Zachętą niech będą rekomendacje.
[…] dzięki wyjątkowemu
talentowi „szperacza” Autora otrzymujemy dobrze udokumentowaną pozycję, bogatą
w niezwykle istotne, a skrzętnie pomijane wyniki badań. Narracja nie jest
oparta o przypuszczenia, niesprawdzone doniesienia czy myślenie życzeniowe. W
pewnym sensie to owoc prac badawczych prowadzonych i zebranych w różnych
zakątkach świata, podanych czytelnikowi w taki sposób, że lektura jest
intrygująca od pierwszej do ostatniej strony. Zastosowanie zawartej w książce
wiedzy zapobiega i leczy. Zawarte w książce wskazówki są proste, naturalne i
rozsądne. Zastosowane zarówno profilaktycznie jak i leczniczo przynoszą
wyśmienite rezultaty. Jest to lektura pasjonująca nie tylko ze względu na
zawartość, ale również formę, w jakiej została napisana. Autor pyta czy zasadna
jest kontynuacja podjętego w niej tematu (niniejsza pozycja to zaledwie część
zgromadzonej wiedzy). Myślę, że to pytanie retoryczne, bowiem wielką szkodą
byłoby zatrzymanie takich informacji tylko dla siebie. Byłby to wręcz „grzech
zaniechania”. Mam nadzieję, że po lekturze dojdą Państwo do podobnych wniosków
i zdopingują Autora do dalszej pracy.
Lek.med. Rafał Baron
Część pierwszą czyta
się jak straszny kryminał. Różnica polega na tym, że w normalnym kryminale
zabija się jedną, lub kilka osób. […] W drugiej części odnosi się przede
wszystkim do lekarzy. Co bowiem zrobi chory, jeżeli nie ma dostępu do
preparatów i metod pozostających w ręku lekarzy. Satysfakcja jest ogromna, gdy
pomaga się tam gdzie autorytety medyczne odstąpiły od dalszego leczenia.

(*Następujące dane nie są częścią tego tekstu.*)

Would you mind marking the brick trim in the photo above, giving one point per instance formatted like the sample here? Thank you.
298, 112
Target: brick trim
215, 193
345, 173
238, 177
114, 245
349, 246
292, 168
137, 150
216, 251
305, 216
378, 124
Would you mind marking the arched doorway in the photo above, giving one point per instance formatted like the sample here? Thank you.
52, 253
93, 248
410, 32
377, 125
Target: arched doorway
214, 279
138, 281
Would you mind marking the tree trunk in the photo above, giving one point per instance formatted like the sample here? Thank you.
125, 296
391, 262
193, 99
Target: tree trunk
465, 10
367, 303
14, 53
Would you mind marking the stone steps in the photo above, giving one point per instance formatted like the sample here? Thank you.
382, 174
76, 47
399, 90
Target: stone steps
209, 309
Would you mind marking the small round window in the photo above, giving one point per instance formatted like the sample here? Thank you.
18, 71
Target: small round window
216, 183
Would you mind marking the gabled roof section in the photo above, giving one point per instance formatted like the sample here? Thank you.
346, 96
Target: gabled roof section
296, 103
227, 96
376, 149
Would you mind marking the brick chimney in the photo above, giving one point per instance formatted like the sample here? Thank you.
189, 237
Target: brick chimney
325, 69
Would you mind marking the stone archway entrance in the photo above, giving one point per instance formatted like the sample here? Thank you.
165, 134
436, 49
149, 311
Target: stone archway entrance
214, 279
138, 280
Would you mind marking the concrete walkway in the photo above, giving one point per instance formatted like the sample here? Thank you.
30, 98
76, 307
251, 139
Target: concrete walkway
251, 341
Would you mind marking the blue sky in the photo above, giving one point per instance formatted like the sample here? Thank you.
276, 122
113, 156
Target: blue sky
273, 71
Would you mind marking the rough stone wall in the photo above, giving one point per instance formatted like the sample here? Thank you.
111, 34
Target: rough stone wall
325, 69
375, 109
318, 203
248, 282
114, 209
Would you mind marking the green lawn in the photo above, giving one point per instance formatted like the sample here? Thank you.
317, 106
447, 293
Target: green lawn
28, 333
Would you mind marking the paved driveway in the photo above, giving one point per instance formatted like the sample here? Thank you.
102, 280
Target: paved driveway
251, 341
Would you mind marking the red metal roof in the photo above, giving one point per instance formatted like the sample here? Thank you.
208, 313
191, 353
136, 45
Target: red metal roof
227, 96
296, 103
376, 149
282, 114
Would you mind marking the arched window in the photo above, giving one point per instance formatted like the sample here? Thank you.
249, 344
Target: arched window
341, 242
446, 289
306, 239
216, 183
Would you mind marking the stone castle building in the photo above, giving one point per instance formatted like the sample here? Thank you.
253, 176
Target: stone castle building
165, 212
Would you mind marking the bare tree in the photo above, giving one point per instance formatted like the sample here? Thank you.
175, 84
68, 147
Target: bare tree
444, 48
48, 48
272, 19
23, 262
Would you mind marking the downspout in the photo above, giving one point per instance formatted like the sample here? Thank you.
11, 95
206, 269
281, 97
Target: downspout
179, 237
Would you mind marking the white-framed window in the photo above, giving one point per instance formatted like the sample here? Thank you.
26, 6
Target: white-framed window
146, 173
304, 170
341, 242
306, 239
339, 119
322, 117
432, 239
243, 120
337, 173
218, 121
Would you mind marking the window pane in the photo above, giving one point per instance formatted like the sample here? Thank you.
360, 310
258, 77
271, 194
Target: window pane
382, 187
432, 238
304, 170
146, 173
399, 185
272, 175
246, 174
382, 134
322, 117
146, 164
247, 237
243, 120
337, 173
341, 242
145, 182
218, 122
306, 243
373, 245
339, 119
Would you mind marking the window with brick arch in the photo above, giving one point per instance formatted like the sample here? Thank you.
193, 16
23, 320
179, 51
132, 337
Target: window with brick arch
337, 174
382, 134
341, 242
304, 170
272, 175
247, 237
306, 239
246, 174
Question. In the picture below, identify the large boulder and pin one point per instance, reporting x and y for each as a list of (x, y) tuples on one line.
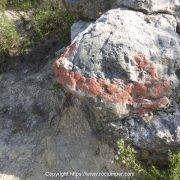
[(42, 129), (124, 69)]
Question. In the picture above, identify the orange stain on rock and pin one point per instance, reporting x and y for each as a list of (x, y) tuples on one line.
[(147, 96)]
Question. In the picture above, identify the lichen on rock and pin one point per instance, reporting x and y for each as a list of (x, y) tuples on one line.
[(122, 67)]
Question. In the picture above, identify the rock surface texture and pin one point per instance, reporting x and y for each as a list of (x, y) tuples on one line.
[(125, 70), (43, 130)]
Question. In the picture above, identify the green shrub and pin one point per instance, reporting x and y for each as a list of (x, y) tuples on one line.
[(9, 37), (48, 21), (24, 5), (127, 156), (3, 4)]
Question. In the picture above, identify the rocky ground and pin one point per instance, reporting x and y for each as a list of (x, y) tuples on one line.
[(118, 78)]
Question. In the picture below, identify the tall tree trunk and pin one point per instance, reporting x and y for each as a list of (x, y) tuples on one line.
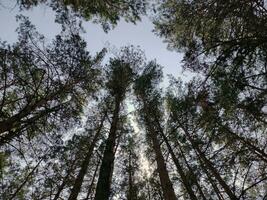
[(79, 179), (106, 168), (210, 166), (192, 172), (167, 188), (177, 164), (166, 184), (93, 180), (26, 180), (132, 192), (64, 182)]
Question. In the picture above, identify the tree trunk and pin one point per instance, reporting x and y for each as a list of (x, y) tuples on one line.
[(209, 165), (79, 179), (93, 180), (106, 168), (177, 164), (191, 170), (168, 191)]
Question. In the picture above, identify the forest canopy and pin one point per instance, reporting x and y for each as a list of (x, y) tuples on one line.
[(74, 125)]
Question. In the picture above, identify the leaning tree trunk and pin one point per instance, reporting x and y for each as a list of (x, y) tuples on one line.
[(106, 168), (209, 165), (177, 164), (84, 167)]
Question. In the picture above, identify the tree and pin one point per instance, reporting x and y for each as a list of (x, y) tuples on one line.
[(149, 100), (121, 73), (106, 12), (42, 83)]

Dziękuję autorowi za interesującą, o niespotykanej wartości merytorycznej
książkę, która jest cennym źródłem niezwykle interesujących informacji dla pacjentów,
jak również dla lekarzy.
Dr n. med. Antoni
Krasicki
Jeden z rozdziałów poświęcony jest witaminie C. Każdy z nas
ją zna. Zapewniam Wam, że tak naprawdę nic o niej nie wiemy. Lektura dopiero tej książki otworzy Wam oczy.
A oto fragment, który mną wstrząsnął najbardziej. Pewnie
dlatego, że dotyczy dziecka.
Jeśli traficie na tę książkę to po prostu kupcie i
przeczytajcie. Spis treści znajdziecie tutaj.
Uważam, że ta książka może niejednemu z nas uratować życie.